Right at the beginning of Ecclesiastes, he writes this:

Vanity of vanities, says the Preacher, vanity of vanities! All is vanity (Ecclesiastes 1:2).

Vanity here basically just means meaningless, or worthless. Wow! I don't think this is what we would expect from the Bible, but there it is. And the rest of Ecclesiastes continues this theme. Chapter 2 say this:

And whatever my eyes desired I did not keep from them. I kept my heart from no pleasure, for my heart found pleasure in all my toil, and this was my reward for all my toil. Then I considered all that my hands had done and the toil I had expended in doing it, and behold, all was vanity and a striving after wind, and there was nothing to be gained under the sun (Ecclesiastes 2:10-11).

This writer had tried everything to bring meaning and purpose to his life, but it all ended with the same conclusion: vanity, meaninglessness! Even if he did sense some fulfillment from something he tried, he realized that death was still waiting at the end.

And let's be honest, we have all tried different things in order to find meaning and purpose for our lives. The Bible calls these different things "idols." We all have a huge problem with the idols of our hearts.

I would define an idol as anything or anyone that begins to capture our hearts and minds and affections more than God. It's living on substitutes. It's exchanging the one true, living God for a counterfeit.

And let me tell you, there is no end to the things that human beings will try to bring purpose and self-fulfillment. John Calvin wrote that, "The heart is a factory of idols."

So what are common idols that we tend to pursue?...

? For some it might be Money. When you're afraid--you look to the idol of money to give you security.

? For some it might be Pleasure...so you start clinging to the idol of sex, through immoral relationships or pornography (false intimacy).

? For others it might be Food.

? Or it might be Sleep...or Shopping...or Entertainment.

? Marriage--gift of God--but don't put all your eggs in that basket and try to get all your love and affection and security from that relationship.

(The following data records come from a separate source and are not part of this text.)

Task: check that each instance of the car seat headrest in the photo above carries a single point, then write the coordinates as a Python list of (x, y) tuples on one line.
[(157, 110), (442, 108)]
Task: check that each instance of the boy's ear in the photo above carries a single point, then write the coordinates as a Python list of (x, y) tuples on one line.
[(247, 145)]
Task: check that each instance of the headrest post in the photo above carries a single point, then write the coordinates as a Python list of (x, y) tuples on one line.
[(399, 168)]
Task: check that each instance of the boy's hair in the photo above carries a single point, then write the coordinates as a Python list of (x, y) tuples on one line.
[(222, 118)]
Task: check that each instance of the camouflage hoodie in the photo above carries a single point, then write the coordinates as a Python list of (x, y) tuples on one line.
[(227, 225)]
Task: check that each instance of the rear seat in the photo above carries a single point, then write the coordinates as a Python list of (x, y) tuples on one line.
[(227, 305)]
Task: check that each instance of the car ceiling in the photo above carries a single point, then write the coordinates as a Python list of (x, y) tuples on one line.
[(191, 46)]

? Children--also a gift of God--but don't put all your eggs in that basket either--you can't pour your life into them and live for them and build your whole world around them. Paul Tripp has a wonderful quote: "Children are a gift, but they make terrible trophies."

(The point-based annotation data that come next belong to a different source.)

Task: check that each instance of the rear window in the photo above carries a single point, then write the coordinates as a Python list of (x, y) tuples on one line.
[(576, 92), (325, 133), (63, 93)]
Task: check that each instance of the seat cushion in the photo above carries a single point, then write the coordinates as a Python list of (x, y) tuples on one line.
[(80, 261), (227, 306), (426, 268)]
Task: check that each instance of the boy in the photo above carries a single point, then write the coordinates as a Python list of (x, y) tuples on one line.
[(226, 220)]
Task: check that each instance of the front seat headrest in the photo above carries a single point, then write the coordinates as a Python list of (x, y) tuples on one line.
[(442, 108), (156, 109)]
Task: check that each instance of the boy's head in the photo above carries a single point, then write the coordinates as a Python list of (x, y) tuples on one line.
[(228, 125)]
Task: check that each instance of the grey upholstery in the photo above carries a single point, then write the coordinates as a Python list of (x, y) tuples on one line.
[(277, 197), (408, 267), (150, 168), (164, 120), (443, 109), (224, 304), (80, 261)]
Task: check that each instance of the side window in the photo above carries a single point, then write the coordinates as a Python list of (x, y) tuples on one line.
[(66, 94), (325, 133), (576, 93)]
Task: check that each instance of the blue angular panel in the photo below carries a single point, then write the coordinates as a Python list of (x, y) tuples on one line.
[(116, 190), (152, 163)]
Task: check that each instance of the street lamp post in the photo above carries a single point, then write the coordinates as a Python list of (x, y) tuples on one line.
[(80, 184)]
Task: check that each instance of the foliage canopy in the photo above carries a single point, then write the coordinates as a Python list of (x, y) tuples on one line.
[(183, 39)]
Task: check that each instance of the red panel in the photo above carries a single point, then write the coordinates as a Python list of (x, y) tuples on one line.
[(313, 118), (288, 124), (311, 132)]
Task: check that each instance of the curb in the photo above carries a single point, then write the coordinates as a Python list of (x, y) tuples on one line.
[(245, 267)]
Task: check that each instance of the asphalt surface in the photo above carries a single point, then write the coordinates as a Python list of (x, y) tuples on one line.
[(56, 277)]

Our Old Testament reading today was from Jeremiah 2 which speaks to the insufficiency of our idols. Let me read verses 12 and 13 again:

Be appalled, O heavens, at this; be shocked, be utterly desolate, declares the LORD, for my people have committed two evils: they have forsaken me, the fountain of living waters, and hewed out cisterns for themselves, broken cisterns that can hold no water (Jeremiah 2:12-13).

God is heartbroken over the fact that He Himself provides fountains of living water, but they choose to dig their own cisterns, only to discover that they lead to emptiness and meaninglessness.

If you have ever been in the Middle East, you know that water is life. If a person is dehydrated and comes to a well hoping to find the life-giving water he desperately needs, he ends up disappointed, discouraged, and depressed if he finds the well dry. When a family dug a cistern

and filled it with water, they expect this water supply to get them through months of dry weather. If the cistern cracked and the water soaked into the ground, they could end up in dire straits.

Jeremiah moves us from this earthy illustration of broken cisterns to the spiritual condition of people who seek to find refreshment in wells of their own making--without God.

Our lives are spiritually parched, and we thirst for living water that will satisfy our hearts and bring lasting meaning to our lives.

Ecclesiastes teaches that no created thing can bring meaning and purpose to our lives. But Ecclesiastes doesn't end there. The huge detail that is vital to the statements made in Ecclesiastes: apart from God, life cannot have any purpose.

Ecclesiastes teaches that to have purpose we must pursue a God-centered life--a Christcentered life! All the pleasures of life that I mentioned earlier are not evil in themselves. In fact, Ecclesiastes 3:13 says,

...that everyone should eat and drink and take pleasure in all his toil--this is God's gift to man (Ecclesiastes 3:13).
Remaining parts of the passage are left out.